Some elements are enforced by the Federal Trade Commission, an independent regulatory agency dating to the Wilson Administration in the early 20th century Progressive Era. The rest is now enforced primarily by the Consumer Financial Protection Bureau created by the Dodd-Frank Wall Street Reform and Consumer Protection Act of 2010. The Bureau, perhaps best known for being a major agenda item by Elizabeth Warren before she ran for Senate, is under the aegis of the Federal Reserve, another Progressive Era institution.

The Credit CARD Act, which passed with bipartisan support not long after the height of the credit crunch and the credit carpet being pulled from under average American consumers, sought to curb a wide range of problematic behaviors by the card companies.

  • Bans Unfair Rate Increases
  • Prevents Unfair Fee Traps
  • Plain Sight /Plain Language Disclosures
  • Accountability
  • Protections for Students and Young People

It also outlined some core principles for regulatory enforcement of the law:

  • First, there have to be strong and reliable protections for consumers.
  • Second, all the forms and statements that credit card companies send out have to have plain language that is in plain sight.
  • Third, we have to make sure that people can shop for a credit card that meets their needs without fear of being taken advantage of.
  • Finally, we need more accountability in the system, so that we can hold those responsible who do engage in deceptive practices that hurt families and consumers.


Since the Credit CARD Act took effect, there have been a number of rulings and enforcement orders by Federal regulators against some of the credit card companies for failure to comply with consumer protections. These include failure to limit consumer fees and charges as required or to change policies on issuance of credit cards to minors and students, as well as violations of restrictions on fees and other terms of gift certificates, store gift cards, and general-use prepaid cards. Companies have also had to ensure their advertisements for private credit reports disclose that free credit reports are already available under Federal law.

Capital One, a particularly egregious employer of abusive practices and a well-known (even notorious) marketer of all kinds of cards and credit services, has been one example of a company forced to settle.

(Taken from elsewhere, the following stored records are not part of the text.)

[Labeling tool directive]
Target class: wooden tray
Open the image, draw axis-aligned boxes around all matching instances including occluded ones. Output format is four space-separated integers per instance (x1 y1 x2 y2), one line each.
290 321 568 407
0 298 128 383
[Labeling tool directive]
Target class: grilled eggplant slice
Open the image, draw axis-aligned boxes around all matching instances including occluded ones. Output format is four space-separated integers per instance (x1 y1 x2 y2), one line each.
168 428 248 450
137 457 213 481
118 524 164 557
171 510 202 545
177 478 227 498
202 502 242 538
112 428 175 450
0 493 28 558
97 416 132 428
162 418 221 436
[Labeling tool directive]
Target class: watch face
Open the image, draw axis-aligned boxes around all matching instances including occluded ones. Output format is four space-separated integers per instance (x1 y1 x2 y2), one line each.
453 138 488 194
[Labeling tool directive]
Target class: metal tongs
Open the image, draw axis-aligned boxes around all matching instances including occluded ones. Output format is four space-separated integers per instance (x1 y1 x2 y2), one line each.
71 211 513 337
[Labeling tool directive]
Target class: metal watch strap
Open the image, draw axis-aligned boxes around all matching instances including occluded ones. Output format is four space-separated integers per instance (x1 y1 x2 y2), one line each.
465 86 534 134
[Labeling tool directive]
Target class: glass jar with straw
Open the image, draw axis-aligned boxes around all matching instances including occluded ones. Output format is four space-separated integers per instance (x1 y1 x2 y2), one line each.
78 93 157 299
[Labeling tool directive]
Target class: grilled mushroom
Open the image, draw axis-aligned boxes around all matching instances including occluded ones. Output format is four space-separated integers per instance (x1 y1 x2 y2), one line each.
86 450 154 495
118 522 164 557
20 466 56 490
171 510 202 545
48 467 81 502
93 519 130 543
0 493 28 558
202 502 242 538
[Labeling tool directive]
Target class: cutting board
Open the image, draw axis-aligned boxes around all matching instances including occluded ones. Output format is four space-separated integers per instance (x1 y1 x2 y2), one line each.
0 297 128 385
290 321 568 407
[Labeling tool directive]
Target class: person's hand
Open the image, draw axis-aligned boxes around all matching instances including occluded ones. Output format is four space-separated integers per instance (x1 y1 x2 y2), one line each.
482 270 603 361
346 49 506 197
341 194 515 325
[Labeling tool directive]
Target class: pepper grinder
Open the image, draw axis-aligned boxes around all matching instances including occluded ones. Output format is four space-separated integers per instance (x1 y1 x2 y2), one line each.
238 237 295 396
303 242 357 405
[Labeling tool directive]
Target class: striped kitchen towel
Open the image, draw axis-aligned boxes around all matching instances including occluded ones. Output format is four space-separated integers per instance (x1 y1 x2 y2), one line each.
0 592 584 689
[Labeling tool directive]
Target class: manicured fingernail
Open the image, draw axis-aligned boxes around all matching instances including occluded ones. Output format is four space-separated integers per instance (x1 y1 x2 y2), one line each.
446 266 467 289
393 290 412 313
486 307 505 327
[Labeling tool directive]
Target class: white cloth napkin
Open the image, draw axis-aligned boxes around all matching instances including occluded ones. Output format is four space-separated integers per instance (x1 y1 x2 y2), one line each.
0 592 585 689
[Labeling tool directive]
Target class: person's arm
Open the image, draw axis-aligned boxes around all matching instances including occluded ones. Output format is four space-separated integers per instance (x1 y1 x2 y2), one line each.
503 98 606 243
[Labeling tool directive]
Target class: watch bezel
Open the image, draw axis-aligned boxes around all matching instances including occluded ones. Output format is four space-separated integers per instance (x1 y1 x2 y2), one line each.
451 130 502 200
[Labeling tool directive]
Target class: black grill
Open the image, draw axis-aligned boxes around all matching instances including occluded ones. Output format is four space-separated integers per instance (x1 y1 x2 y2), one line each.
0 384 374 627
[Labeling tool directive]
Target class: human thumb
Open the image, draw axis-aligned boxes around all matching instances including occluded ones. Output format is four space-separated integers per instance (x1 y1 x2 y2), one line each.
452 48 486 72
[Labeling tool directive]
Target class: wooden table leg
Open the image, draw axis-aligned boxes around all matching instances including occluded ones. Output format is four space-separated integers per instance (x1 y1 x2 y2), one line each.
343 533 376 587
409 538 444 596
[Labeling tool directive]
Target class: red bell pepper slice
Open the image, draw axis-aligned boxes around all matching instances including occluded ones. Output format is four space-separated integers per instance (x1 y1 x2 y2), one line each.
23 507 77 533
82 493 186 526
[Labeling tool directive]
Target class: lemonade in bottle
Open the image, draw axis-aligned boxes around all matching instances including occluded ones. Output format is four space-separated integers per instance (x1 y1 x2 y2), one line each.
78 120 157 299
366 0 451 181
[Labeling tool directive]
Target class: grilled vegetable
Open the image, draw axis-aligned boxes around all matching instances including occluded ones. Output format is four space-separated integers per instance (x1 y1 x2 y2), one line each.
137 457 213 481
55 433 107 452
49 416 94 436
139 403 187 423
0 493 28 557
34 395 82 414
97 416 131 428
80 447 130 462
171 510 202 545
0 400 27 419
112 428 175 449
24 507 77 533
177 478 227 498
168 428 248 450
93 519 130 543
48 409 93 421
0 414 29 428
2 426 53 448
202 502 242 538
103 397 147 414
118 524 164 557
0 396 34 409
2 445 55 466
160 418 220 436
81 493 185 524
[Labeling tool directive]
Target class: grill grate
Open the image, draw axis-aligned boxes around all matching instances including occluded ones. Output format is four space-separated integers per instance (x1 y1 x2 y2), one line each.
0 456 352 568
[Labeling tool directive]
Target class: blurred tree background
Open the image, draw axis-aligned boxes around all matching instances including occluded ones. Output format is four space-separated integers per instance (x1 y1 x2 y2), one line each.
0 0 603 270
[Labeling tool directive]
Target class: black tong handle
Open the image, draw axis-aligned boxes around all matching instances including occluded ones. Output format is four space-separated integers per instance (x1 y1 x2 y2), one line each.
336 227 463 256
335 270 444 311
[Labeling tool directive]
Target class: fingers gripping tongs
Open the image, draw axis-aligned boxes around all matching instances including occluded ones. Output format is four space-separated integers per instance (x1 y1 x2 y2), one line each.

The venerable American Express has also been forced to make big payouts for attempting to manipulate settlements and for other violations.

The latter got hit with another order today from the Consumer Financial Protection Bureau — which is good news for the consumers they have misled:

The Consumer Financial Protection Bureau has ordered American Express to pay more than $75 million to settle claims that it charged improper fees and misled its credit card customers over so-called add-on products like identity fraud protection.

American Express will have to refund $59.5 million to more than 335,000 consumers over what the bureau called “illegal credit card practices.” American Express will also have to pay a $9.6 million cash penalty to the bureau, according to a statement issued on Tuesday.

The Dealbook/NYT article above details which practices were cited in the enforcement order from the CFPB. Last year’s settlement by American Express was even bigger, at $85 million.

While it’s unfortunate that AmEx is still trying to mislead its customers and potential customers, in violation of repeated actions by the Bureau and other regulators, the system seems to be working better than before the Credit CARD Act was passed in 2009. Moreover, according to Warren, within the first year or so, most companies began complying with — or even going beyond — the law’s requirements. On balance, consumers are being better protected. And that’s great news for everyone.